Cordyceps sinensis enhances the efficacy of anti-PD-1 immunotherapy in Lewis lung adenocarcinoma
摘要
Lung cancer, primarily non-small cell lung cancer (NSCLC), causes the highest cancer-related mortality. Although PD-1/PD-L1 inhibitors have improved survival in advanced NSCLC, they can cause immune-related adverse events. Cordyceps sinensis (C. sinensis), a traditional Chinese medicine used for tonifying the lung and kidney and enhancing immune function, has shown therapeutic promise in combination with anti-PD-1 therapy for NSCLC. This study aimed to explore the anti-tumor effect of wild C. sinensis combined with anti-mouse PD-1 in the treatment of Lewis lung adenocarcinoma (LLC) and to elucidate the underlying pharmacodynamic mechanism.

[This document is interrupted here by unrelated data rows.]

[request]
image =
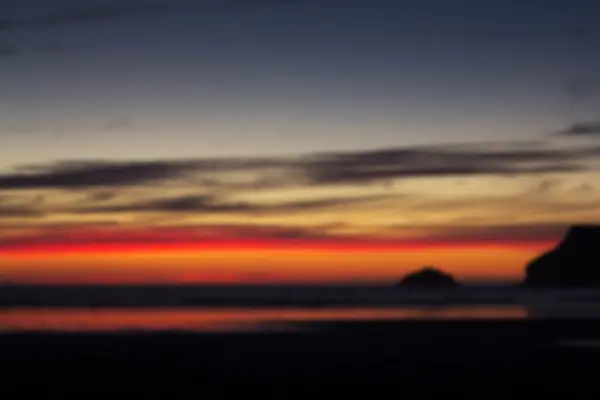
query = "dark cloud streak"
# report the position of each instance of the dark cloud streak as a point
(321, 169)
(211, 204)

LLC mouse model was established via inoculation with LLC cells, followed by treatment with anti-mouse PD-1, C. sinensis, or their combination. The tumor volume, weight, and histological changes of LLC mice were evaluated. The proportions of tumor-infiltrating immune cells in blood and tumors were evaluated by flow cytometry, immunohistochemistry, and immunofluorescence. The underlying mechanisms of the combination of C. sinensis and anti-mouse PD-1 therapy in LLC mice were investigated using an integrated transcriptomics and metabolomics analysis. Treatment with anti-mouse PD-1, C. sinensis, or their combination significantly reduced tumor volume and weight, and attenuated the histopathological changes of LLC mice tumors. Among which, medium-dose C. sinensis combination exhibited significant improvements. Furthermore, the combination of C. sinensis and anti-mouse PD-1 significantly increased the proportion of CD8+ T cells and decreased the abundance of Tregs and PMN-MDSCs. Integrated transcriptomics and metabolomics analysis revealed that the combination of C. sinensis and anti-mouse PD-1 can enhance anti-tumor immunity in LLC mice by acting on key immune-related genes, including DGKA, PLA2G7, AMPD1, ATP8B4, and BST1, thereby modulating glycerophospholipid metabolism, the TCA cycle, purine metabolism, and nicotinate-nicotinamide metabolism. Wild C. sinensis combined with anti-mouse PD-1 therapy exerts therapeutic effects against LLC by targeting immune-related genes, modulating associated pathways, increasing the proportion of CD8+ T cells, and reducing the infiltration of Tregs and PMN-MDSCs, thereby suppressing tumor growth and inhibiting LLC progression. Further research and clinical studies are needed to validate and expand upon these promising findings.